LAMMPS¶

Overview¶

LAMMPS is a general-purpose molecular dynamics software package for massively parallel computers. It is written in an exceptionally clean style that makes it one of the more popular codes for users to extend, and it currently has dozens of user-developed extensions.

For details about the code and its usage, see the LAMMPS home page. This page provides information specific to running on Aurora at the ALCF.

Using LAMMPS at ALCF¶

ALCF provides assistance with build instructions, compiling executables, submitting jobs, and providing prebuilt binaries (upon request). A collection of Makefiles, CMake build scripts, and submission scripts are available in the ALCF GettingStarted repository.

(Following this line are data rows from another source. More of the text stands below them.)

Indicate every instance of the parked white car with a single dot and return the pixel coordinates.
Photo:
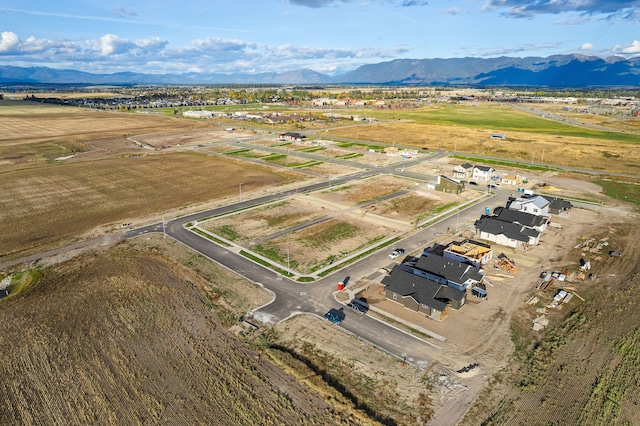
(396, 253)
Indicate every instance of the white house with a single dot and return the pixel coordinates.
(510, 180)
(463, 171)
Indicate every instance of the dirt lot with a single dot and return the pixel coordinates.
(345, 227)
(480, 332)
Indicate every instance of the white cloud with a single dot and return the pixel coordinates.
(451, 11)
(8, 41)
(634, 47)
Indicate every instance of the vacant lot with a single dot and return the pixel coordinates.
(130, 338)
(367, 190)
(26, 122)
(310, 231)
(254, 224)
(63, 202)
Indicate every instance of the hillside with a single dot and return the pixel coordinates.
(127, 338)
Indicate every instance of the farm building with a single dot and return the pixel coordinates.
(445, 184)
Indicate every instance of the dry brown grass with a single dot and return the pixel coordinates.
(44, 206)
(129, 338)
(22, 122)
(588, 153)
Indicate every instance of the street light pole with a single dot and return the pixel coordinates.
(288, 266)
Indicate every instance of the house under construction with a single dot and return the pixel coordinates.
(470, 251)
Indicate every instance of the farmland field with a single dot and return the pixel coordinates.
(22, 122)
(466, 129)
(63, 202)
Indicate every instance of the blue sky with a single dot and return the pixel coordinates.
(328, 36)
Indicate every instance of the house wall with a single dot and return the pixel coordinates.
(500, 239)
(450, 187)
(410, 303)
(455, 304)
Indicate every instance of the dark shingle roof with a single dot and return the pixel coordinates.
(422, 290)
(451, 270)
(558, 203)
(523, 218)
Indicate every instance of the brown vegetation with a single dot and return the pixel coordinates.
(61, 202)
(126, 338)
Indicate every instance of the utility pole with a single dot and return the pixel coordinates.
(288, 266)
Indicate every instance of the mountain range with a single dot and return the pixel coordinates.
(553, 71)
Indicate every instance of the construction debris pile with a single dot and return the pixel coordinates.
(557, 280)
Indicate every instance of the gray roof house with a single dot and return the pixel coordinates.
(535, 204)
(506, 233)
(559, 206)
(539, 223)
(482, 173)
(449, 272)
(445, 184)
(462, 171)
(421, 294)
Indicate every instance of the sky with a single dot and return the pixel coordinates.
(327, 36)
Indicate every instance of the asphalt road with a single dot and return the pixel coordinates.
(291, 298)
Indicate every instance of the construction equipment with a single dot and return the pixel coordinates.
(506, 264)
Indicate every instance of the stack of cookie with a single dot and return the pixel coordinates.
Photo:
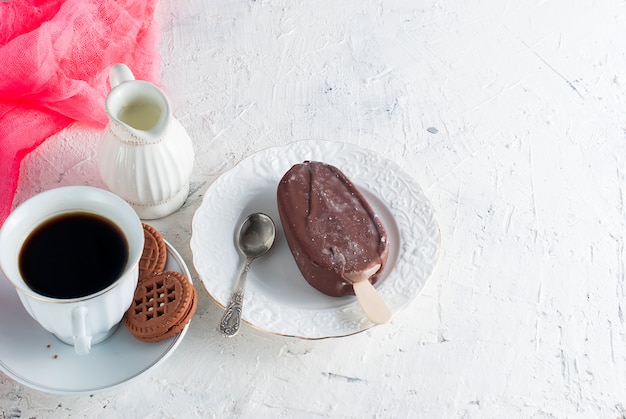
(164, 301)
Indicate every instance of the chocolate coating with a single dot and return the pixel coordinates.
(330, 227)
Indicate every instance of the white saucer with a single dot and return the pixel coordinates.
(36, 358)
(277, 298)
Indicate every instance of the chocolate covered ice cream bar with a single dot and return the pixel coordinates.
(331, 229)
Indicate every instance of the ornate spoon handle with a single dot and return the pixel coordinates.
(231, 320)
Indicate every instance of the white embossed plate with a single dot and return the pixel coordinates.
(35, 357)
(278, 299)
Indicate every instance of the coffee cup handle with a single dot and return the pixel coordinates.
(82, 342)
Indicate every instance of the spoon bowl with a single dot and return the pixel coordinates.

For questions, contact us at support@alcf.anl.gov.

Obtaining the source code¶

LAMMPS is an open-source code, which can be downloaded from the LAMMPS website.

Building with KOKKOS package on Aurora¶

Users are encouraged to use CMake to build LAMMPS using the default compilers and the kokkos-sycl-intel.cmake configuration file included in the LAMMPS repo. An example helper script is provided where CMake is used to build LAMMPS using the KOKKOS package for GPU acceleration.

BASE=/path_to_lammps/

module load cmake

mkdir -p ${BASE}/build
cd ${BASE}/build

cmake \
    -C ../cmake/presets/kokkos-sycl-intel.cmake \
    -D CMAKE_BUILD_TYPE=Release \
    -D CMAKE_INSTALL_PREFIX=${PWD} \
    -D PKG_MOLECULE=ON \
    -D PKG_RIGID=ON \
    -D PKG_KSPACE=ON \
    -D PKG_MANYBODY=ON \
    -D PKG_ML-SNAP=ON \
    ../cmake

make -j 8

Compilation on the Aurora login nodes will work, but should be done with few processes as they are a shared resource. If building LAMMPS in an interactive job on a compute node, then make -j 32 could be used to speedup up compilation. The ${BASE}/build/lmp executable should be present when compilation succeeds.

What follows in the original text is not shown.